6% de Français déclarent avoir été victimes d’inceste, plus d’un enfant dans chaque classe

Paradoxalement, en France, le « syndrome » obtient actuellement un grand succès. Une récente enquête (1) montre que 6% des Français déclarent avoir été victimes d’inceste (9% des femmes) soit plus d’un enfant dans chaque classe à l’école. L’immense majorité de ces crimes passe donc inaperçue pour la justice et reste confinée dans les secrets de famille avec des conséquences traumatiques importantes. Néanmoins, quand un fait est révélé, il n’est pas rare que le parent protecteur, souvent la mère, soit puni par un tribunal et que le parent agresseur, souvent le père, soit innocenté et se voit confier la garde de l’enfant victime. Tout cela au nom du SAP présenté comme une vérité scientifique.

En effet, depuis quinze ans, un psychologue a obtenu une notoriété importante en faisant la promotion des thèses de Gardner: le belgo-canadien Hubert Van Gijseghem. Dans tous les pays francophones, celui-ci s’en est pris aux mesures de protection de l’enfance, discréditant toute parole d’enfant qui dénoncerait des violences sexuelles dont il est victime. Plus grave encore, en tant qu’expert auprès de tribunaux, il défend inlassablement la thèse de l’enfant menteur, de la mère fabulatrice et de l’agresseur innocent. Le sociologue Léo Thiers-Vidal a révélé les expertises où Van Gijseghem a tenté de faire innocenter un père incestueux dont on découvrira qu’il était récidiviste, un enseignant qui avait violé 17 filles de 10 à 13 ans, un père dont les agressions sexuelles sur son fils de trois ans avaient provoqué des lésions à l’anus constatées par des médecins, arguant contre toute évidence, que « Madame a tout inventé ».

Un négationnisme de l’inceste à la télévision et dans les tribunaux

Aujourd’hui, partout en France, le SAP s’est installé dans la pratique de nombreux professionnels de justice qui en ignorent l’origine et l’histoire. A force de répétition, des tribunaux reprennent textuellement le concept dans leurs décisions et un arrêt de la cour de cassation (2) valide le SAP de Gardner. De nombreux « experts » font ouvertement référence aux travaux auto-publiés de Gardner. Ainsi, le psychiatre médiatique Paul Bensussan se fait le promoteur du SAP auprès de nombreux magistrats. Des associations de pères (souvent proches de la mouvance « Manif pour tous » et qui ont imité leurs homologues québécois en grimpant sur des grues) en font également la publicité. Leur lobbying leur a permis de convaincre des députés de déposer trois propositions de lois à l’Assemblée nationale (3) faisant explicitement référence au SAP de Gardner et proposant d’inscrire ce concept farfelu dans la loi. Sans succès jusqu’à ce jour.
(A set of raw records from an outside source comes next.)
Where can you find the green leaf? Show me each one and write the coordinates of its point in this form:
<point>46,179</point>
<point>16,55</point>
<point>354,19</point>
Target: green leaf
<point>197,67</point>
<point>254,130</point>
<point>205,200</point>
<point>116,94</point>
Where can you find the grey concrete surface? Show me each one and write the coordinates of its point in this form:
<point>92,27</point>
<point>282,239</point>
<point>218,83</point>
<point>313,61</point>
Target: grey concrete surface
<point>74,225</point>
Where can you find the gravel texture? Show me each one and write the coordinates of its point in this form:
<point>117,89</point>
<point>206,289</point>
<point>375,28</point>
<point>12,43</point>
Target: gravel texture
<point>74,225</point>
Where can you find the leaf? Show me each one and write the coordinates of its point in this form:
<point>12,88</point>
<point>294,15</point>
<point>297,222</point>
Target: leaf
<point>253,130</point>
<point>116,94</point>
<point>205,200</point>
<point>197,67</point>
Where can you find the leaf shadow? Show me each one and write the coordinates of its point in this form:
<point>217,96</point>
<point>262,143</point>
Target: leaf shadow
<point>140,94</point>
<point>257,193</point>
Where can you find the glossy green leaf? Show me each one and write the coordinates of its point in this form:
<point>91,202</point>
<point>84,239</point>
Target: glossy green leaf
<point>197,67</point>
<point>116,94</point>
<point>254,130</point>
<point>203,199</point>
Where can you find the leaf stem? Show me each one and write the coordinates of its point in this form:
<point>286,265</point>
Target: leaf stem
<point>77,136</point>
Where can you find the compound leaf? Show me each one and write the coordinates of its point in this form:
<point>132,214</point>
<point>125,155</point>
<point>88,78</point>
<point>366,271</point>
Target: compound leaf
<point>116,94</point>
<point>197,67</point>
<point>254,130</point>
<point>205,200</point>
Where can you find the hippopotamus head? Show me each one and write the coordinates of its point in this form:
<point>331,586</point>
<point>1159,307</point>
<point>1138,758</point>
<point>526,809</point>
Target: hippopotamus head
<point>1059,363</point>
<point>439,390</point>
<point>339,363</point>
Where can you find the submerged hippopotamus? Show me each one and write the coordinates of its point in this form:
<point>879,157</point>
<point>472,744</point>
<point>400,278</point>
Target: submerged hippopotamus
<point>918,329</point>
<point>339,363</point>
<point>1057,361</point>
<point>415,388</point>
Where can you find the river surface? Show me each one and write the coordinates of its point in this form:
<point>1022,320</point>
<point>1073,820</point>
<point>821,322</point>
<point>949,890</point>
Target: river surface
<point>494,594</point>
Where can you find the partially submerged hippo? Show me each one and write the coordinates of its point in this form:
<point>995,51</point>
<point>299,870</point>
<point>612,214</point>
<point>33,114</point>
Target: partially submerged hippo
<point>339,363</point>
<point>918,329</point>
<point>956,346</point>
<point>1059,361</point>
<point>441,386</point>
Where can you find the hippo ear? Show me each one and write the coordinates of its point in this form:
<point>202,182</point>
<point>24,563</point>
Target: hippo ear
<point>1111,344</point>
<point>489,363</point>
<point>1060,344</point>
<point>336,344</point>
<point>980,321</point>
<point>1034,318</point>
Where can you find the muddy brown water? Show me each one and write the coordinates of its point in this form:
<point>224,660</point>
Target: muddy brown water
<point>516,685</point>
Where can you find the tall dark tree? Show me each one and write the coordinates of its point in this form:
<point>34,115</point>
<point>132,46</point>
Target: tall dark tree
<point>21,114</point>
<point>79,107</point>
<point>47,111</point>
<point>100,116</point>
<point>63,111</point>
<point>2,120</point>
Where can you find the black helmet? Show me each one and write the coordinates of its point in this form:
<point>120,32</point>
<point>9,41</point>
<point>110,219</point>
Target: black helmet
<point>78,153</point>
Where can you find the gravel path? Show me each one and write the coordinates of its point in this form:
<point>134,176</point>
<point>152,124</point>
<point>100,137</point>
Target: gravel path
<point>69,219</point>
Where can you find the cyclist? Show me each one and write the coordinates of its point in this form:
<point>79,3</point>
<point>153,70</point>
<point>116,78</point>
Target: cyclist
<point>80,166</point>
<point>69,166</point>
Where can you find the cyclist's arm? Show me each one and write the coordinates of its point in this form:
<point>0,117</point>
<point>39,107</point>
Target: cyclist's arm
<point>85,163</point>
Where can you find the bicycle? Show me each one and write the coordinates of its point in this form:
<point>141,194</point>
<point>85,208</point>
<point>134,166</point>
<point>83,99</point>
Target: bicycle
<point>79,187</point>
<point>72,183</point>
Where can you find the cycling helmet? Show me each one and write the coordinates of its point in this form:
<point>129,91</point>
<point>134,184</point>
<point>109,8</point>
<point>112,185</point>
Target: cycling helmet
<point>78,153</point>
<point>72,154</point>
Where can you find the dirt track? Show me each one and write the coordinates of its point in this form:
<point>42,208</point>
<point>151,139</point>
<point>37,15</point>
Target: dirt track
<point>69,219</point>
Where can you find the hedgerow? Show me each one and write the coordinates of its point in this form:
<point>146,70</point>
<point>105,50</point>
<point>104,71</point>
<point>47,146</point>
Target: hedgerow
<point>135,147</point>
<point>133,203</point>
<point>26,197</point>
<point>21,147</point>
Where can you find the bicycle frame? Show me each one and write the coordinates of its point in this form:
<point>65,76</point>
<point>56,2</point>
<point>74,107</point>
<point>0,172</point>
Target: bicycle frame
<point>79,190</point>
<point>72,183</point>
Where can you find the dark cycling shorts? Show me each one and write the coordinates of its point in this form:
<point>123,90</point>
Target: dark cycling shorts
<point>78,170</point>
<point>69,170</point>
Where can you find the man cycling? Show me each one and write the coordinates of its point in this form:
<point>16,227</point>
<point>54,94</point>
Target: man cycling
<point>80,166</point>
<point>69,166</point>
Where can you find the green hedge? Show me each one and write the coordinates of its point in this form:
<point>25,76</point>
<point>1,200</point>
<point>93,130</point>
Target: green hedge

Le pédopsychiatre Marcel Rufo a donné un exemple fameux de la banalisation du viol des enfants. Durant son émission de télévision (4), une téléspectatrice le questionnait au téléphone, suite à la révélation faite par sa fille d’agressions sexuelles quand elle avait quatre ans. Rufo lui répond en direct « l’immense majorité des enfants abusés vont bien (…) elles vont bien dans leur vie sexuelle, amoureuse, professionnelle ». Et sans avoir même parlé avec la victime, il affirme que les agressions qu’elle dénonce sont « complètement fantasmatiques. Cela fait peut-être partie de sa reconstruction un peu plus délirante du monde où un agresseur existe fondu comme ça dans son histoire. La première chose à faire est de vérifier auprès de la personne citée. » Nier la parole de la victime, menteuse par défaut et demander son avis à l’agresseur présumé, innocent par définition. Les recommandations de Gardner à la télévision de service public…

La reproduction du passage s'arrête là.